Por mandato de la Ley 1475 de 2011 se estableció que el Estado financiará las campañas políticas mediante el sistema de reposición de los gastos efectuados en ellas, a razón de un valor específico por cada voto recibido.

Por ministerio legal, este valor que debe ser definido y actualizado por el Consejo Nacional Electoral, hasta el año pasado, en el caso de las consultas, era de $2.555 por voto válido elevándose, para esta última consulta, a una cifra de $8.433, es decir, un incremento del 224%, sin que haya claridad sobre las razones que motivaron este desproporcionado aumento.

Debe decirse además, que existe una figura que se llama “el umbral”, lo cual significa que para tener derecho a esa reposición el candidato o el partido deben obtener un porcentaje de votos, que para las corporaciones públicas como el Congreso, las listas deben obtener por lo menos el 50% o más del umbral que se determine para la adjudicación de una curul y, en los casos nominales como de gobernadores y alcaldes, el candidato debe obtener el 4% o más del total de los votos válidos depositados en la elección; de lo contrario pierde el derecho al reembolso.

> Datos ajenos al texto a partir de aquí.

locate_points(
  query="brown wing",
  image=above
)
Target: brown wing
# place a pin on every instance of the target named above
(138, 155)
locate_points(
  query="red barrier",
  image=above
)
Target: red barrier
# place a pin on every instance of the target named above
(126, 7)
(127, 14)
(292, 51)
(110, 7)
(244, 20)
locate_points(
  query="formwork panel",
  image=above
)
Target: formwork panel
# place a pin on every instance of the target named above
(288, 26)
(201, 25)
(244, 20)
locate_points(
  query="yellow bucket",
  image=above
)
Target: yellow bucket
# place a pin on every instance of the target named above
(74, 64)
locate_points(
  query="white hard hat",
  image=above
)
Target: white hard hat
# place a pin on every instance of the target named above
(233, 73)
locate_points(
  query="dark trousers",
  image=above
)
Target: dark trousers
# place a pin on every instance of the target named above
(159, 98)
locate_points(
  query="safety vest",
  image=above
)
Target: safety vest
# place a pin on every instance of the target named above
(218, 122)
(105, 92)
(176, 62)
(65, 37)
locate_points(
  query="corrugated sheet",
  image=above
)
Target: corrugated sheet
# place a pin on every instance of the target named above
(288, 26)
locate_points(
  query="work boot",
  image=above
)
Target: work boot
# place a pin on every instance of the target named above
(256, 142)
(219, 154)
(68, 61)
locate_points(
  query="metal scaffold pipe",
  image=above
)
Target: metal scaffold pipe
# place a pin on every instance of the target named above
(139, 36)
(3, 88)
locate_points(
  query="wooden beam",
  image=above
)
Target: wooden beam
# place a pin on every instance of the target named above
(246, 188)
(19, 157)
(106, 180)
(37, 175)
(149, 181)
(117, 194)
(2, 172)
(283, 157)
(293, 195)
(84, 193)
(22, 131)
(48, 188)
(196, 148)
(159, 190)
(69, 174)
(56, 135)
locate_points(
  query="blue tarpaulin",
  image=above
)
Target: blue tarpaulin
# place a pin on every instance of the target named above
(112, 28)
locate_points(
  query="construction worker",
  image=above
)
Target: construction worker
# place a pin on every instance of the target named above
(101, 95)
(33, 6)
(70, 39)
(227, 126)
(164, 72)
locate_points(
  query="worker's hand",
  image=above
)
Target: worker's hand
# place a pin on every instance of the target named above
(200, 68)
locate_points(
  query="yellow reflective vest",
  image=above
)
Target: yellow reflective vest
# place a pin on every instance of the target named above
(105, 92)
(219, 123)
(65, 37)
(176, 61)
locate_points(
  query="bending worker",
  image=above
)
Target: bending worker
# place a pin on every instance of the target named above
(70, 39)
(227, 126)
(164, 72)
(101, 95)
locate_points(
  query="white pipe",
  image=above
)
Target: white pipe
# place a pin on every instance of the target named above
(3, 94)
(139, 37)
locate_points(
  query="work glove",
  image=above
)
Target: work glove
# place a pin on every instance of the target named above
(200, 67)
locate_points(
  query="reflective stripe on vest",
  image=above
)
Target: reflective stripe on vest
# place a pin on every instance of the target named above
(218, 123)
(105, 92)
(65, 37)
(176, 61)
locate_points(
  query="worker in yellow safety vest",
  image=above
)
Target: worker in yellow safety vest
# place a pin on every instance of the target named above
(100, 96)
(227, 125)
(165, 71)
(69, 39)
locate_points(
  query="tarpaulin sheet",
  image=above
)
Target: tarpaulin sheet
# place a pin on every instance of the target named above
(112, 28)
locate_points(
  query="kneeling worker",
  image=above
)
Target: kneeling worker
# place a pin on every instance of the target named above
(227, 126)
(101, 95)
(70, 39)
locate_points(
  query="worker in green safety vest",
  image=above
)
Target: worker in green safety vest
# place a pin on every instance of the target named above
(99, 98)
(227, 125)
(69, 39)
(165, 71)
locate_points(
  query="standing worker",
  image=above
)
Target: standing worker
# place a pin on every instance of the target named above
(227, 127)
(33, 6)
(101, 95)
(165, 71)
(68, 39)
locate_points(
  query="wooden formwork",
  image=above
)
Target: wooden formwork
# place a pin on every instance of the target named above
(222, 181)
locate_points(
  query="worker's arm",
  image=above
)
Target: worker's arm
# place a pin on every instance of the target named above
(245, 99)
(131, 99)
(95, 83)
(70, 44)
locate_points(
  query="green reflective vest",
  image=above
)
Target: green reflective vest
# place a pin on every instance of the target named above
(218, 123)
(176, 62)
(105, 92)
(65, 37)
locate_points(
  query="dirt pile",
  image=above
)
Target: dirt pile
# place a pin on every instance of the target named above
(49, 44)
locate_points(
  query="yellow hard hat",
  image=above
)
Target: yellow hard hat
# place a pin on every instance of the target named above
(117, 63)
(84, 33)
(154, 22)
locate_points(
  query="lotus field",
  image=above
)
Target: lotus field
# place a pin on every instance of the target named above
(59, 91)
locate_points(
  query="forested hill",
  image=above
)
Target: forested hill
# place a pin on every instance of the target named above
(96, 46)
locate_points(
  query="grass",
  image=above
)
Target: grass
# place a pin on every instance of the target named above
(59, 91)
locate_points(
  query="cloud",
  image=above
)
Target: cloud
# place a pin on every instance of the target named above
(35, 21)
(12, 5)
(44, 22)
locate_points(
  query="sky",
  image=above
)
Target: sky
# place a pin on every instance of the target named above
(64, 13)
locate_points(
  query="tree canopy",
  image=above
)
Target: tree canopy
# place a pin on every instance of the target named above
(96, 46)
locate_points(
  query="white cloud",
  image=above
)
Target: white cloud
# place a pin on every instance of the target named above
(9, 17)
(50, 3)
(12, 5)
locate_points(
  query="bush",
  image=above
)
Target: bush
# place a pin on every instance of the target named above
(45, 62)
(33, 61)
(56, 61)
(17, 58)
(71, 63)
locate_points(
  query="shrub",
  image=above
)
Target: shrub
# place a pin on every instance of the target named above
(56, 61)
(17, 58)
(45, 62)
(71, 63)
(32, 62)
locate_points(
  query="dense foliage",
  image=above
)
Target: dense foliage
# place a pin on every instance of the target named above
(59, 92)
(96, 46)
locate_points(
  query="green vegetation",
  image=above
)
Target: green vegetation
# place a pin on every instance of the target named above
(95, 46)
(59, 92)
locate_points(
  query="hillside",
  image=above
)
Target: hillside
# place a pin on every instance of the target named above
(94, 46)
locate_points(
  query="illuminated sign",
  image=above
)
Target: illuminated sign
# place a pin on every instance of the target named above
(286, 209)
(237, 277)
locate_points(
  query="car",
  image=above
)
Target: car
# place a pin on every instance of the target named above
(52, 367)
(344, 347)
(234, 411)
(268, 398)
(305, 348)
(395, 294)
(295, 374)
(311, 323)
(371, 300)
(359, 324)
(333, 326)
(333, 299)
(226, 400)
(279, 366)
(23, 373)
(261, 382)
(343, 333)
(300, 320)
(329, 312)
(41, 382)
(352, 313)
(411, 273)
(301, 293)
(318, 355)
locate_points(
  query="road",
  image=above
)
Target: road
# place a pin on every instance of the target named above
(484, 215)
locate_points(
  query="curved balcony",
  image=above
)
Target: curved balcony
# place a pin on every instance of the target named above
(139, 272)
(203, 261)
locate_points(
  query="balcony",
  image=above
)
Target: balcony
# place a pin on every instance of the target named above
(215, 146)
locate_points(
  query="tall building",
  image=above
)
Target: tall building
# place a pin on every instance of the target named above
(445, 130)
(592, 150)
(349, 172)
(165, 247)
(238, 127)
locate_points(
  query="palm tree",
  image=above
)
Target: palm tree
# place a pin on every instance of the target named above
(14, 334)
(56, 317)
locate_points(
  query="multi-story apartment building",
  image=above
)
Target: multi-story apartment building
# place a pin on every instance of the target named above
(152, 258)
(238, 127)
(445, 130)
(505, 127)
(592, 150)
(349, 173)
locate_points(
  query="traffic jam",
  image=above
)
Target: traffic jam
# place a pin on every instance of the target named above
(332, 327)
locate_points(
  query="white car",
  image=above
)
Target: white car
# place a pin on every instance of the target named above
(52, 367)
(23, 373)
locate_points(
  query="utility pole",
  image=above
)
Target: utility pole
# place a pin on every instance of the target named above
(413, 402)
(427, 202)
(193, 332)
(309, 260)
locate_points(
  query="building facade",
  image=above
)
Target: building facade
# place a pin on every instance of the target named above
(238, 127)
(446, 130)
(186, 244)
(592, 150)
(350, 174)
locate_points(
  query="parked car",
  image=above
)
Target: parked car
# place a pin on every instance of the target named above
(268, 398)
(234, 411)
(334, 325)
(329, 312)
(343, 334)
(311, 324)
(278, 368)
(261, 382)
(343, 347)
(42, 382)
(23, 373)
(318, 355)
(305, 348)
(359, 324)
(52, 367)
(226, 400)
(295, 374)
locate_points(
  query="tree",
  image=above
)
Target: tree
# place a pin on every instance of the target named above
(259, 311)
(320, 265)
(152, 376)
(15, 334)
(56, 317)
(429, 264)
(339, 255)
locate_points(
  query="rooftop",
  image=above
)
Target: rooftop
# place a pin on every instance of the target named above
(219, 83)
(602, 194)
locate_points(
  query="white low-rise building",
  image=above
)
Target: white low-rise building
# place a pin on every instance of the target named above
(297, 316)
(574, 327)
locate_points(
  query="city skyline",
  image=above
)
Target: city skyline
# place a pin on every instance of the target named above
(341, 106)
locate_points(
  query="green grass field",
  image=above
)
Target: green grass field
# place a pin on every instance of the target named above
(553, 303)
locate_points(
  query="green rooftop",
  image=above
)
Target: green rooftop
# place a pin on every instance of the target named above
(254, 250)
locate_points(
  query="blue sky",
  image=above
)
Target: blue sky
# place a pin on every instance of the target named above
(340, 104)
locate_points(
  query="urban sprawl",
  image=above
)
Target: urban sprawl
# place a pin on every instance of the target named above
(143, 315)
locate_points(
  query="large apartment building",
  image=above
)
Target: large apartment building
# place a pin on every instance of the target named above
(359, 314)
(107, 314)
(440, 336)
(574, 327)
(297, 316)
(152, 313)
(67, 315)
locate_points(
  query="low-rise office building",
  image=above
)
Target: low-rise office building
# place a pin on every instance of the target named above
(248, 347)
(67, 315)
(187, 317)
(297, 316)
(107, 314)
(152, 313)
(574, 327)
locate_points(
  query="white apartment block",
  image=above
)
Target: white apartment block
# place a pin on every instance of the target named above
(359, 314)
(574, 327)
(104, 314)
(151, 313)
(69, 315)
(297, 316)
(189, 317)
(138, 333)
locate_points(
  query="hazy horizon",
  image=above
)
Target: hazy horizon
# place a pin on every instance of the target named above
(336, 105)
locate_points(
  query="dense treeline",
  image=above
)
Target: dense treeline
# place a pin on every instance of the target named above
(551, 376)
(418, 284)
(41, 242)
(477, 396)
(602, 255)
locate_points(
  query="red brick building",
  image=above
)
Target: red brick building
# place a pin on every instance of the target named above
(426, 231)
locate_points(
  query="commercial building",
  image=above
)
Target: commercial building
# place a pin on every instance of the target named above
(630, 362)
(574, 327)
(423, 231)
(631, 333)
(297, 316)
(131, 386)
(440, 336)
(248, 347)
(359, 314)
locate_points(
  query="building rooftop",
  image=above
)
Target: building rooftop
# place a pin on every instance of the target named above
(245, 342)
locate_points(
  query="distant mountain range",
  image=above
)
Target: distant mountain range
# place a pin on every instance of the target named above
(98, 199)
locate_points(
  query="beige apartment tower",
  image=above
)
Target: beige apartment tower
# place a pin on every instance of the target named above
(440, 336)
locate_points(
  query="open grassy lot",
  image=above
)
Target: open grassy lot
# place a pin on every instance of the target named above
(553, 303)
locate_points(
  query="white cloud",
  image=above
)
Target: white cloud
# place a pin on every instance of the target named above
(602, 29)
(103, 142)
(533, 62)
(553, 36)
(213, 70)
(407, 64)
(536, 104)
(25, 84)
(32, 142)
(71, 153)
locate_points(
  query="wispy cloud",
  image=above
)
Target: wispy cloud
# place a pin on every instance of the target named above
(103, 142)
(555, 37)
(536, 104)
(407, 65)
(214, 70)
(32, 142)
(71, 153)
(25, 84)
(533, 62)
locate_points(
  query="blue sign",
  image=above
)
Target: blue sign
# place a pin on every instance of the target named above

Este pago no es un premio, es la devolución de los dineros empleados en la campaña respectiva, para lo cual los partidos o los candidatos deberán presentar, dentro del mes siguiente al de la elección, en la dependencia “Cuentas Claras” del Consejo Nacional Electoral, una justificación de los gastos de campaña, para que el Fondo Nacional de Financiación Política, luego de la aprobación que la auditoría del Consejo Nacional Electoral haga, asunto que puede tardar muchos meses, realice el reembolso respectivo.

El partido que no logre superar el umbral establecido perderá además su personería jurídica, es decir, desaparece como tal y en el futuro no podrá avalar candidaturas perdiendo con ello la posibilidad de tener representantes en las corporaciones respectivas.

Igualmente, los candidatos que se inscriben deben suscribir una póliza de seriedad de la misma; al no lograr el umbral, el Estado deberá hacerla efectiva quedando éstos enredados con la Compañía Aseguradora que los avaló debiendo asumir de su propio peculio los gastos de campaña, quedando en una posición económica difícil.

Este umbral busca evitar la atomización del poder, pero de hecho termina castigando los procesos emergentes que no alcanzan a tener músculo financiero y que acaban postrados ante las maquinarias que manejan las votaciones, que cuentan con un electorado, muchas veces amarrado, y que tienen garantizados los mínimos establecidos para su subsistencia política.

Esto significa que en política, los candidatos se miden por la capacidad que tengan para sobrevivir a la derrota.